Prof. Maass mailde mij dat zij blij was dat op deze wijze passages uit van haar artikel ter kennis worden gebracht van de bezoekers van Schaaksite. Hierna geef ik de inleiding en de eindconclusie van het artikel. Het gehele rapport staat op onlinelibrary.wiley.com/doi/10.1002/ejsp.440/pdf
Mat? De rol van gender stereotypes in de intellectuele sport bij uitstek
Anne Maass, Claudio d’Ettole en Mara Cadinu
Universiteit van Padua, Italië
Samenvatting
Verrassend genoeg zijn vrouwen ondervertegenwoordigd in de schaakwereld. Zij maken voor slechts 5% van de wereldwijd geregistreerde toernooien en slechts 1% van de grootmeesters in de wereld daarvan deel uit. In dit artikel wordt betoogd dat het voornamelijk gender stereotypes (d.z. man-vrouw stereotypes) zijn die verantwoordelijk zijn voor de ondervertegenwoordiging van vrouwen in het schaken. Tweeënveertig man-vrouw paren met gelijke speelsterkte speelden twee schaakpartijen via internet.

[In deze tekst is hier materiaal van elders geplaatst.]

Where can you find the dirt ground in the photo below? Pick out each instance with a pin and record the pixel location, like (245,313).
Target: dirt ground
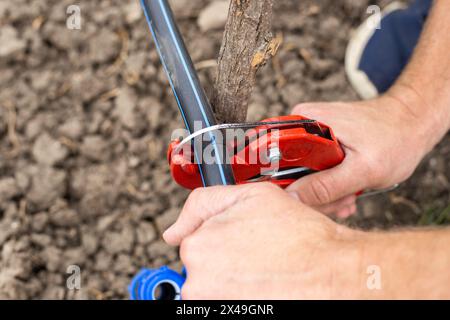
(85,119)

Wanneer de spelers het geslacht van de tegenstander (de voorwaarde voor controle) niet wisten, speelden de vrouwen ongeveer even goed als de mannen. Wanneer het man-vrouw stereotype werd geactiveerd (de voorwaarde voor het experiment) vertoonden de vrouwen een drastische daling in de prestatie. Echter, dat gebeurde alleen wanneer zij zich ervan bewust waren dat zij tegen een mannelijke tegenstander speelden. Wanneer zij (ten onrechte) meenden tegen een vrouw te spelen, presteerden zij net zo goed als hun mannelijke tegenstanders. Bovendien laten onze bevindingen zien dat vrouwen een minder schaak-specifiek zelfvertrouwen bezitten en een zwakkere nadruk op presteren, die leiden tot slechtere schaakprestaties.
Inleiding
Het schaakspel is niet alleen een van de oudste spelen, maar het wordt ook door velen beschouwd als de intellectuele sport bij uitstek. Hoewel schaken een intellectuele bezigheid is die geen lichamelijke kracht vereist, worden vrouwen over het algemeen zwakker beschouwd. Zij vertegenwoordigen minder dan 5% van de wereldwijd geregistreerde toernooispelers. Momenteel staat de beste vrouwelijke speler, Judit Polgar, op de zeventiende plaats van de FIDE ranglijst (FIDE, 2006). Zij is ook de enige vrouw bij de top 100 spelers in de wereld. Dus lijken de vrouwen te worden ondervertegenwoordigd en lijken zij zwakker te presteren.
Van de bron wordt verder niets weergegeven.